Peter Thiel put $300K into this company, which seeks to capture waste heat from power generation facilities (and other forms of low-grade heat) by artificially creating very tall vortices. The system works something like a very tall chimney, but without the expense of constructing such a chimney. Simple explanation here.

(When I wonder “will this work?”, I don’t mean at a technical level..sounds like experimentation has demonstrated that it will, at least at a small scale…I mean “work” in a commercial sense)

They cite 35% as a typical efficiency for a thermal power plant (which sounds about right) and estimate that their system could recover 20% of the now-wasted heat, resulting in an overall plant output increase of about 40% with no increase in fuel consumption. However, I’d make the point that new combined-cycle power plants are considerably more efficient–GE is claiming 60% for some of their “H” series machines…which is obviously a good thing but leaves less wasted heat to be recovered. Still, there is a lot of rejected heat even from combined-cycle turbines…and not all power plants are going to be combined-cycle..for one thing, I don’t think CC plants can use coal unless it is first gasified.
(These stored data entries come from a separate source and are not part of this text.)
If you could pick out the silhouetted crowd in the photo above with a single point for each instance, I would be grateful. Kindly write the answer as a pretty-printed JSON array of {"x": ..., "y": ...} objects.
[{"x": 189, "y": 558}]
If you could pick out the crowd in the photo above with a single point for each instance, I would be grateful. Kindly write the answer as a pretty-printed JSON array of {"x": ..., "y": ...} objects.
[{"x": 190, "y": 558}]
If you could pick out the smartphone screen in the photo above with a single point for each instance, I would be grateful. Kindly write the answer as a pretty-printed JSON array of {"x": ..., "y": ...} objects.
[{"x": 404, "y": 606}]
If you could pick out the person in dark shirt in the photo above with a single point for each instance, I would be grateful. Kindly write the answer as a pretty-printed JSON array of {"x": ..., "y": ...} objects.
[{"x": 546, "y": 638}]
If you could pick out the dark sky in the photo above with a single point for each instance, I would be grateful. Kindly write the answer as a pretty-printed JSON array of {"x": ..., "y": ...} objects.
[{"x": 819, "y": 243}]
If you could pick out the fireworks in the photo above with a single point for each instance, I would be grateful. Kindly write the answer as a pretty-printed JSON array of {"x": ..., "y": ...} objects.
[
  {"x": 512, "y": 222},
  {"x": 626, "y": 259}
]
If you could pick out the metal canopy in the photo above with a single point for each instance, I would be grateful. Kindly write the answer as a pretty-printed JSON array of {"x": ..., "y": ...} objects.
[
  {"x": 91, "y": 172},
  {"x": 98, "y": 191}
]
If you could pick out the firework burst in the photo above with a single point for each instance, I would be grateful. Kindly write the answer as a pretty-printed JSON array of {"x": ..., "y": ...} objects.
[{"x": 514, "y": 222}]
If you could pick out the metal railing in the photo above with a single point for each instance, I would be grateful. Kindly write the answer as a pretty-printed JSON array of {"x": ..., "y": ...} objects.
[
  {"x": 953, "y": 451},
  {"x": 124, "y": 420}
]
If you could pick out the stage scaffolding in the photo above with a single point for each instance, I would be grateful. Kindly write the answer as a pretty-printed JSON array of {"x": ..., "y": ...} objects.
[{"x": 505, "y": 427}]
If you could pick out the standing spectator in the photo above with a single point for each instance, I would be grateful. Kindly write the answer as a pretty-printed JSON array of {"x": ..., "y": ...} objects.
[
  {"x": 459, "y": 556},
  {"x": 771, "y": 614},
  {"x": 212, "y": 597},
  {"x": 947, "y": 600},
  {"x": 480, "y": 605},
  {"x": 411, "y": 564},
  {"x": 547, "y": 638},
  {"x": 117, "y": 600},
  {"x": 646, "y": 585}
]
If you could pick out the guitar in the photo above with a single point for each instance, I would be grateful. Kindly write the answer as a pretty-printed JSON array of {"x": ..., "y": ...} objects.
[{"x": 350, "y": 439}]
Lots of issues between development and large-scale deployment, of course..costs of large-scale systems are hard to estimate until you actually build one and operate it for a while, and I also wonder about public acceptance (and aviation safety/traffic implications, were these plants to be built out densely.) It’s a very creative concept, and I’m glad to see Thiel putting some money behind it…lots more will be needed to reach a commercial level.

I’ll be watching this with interest.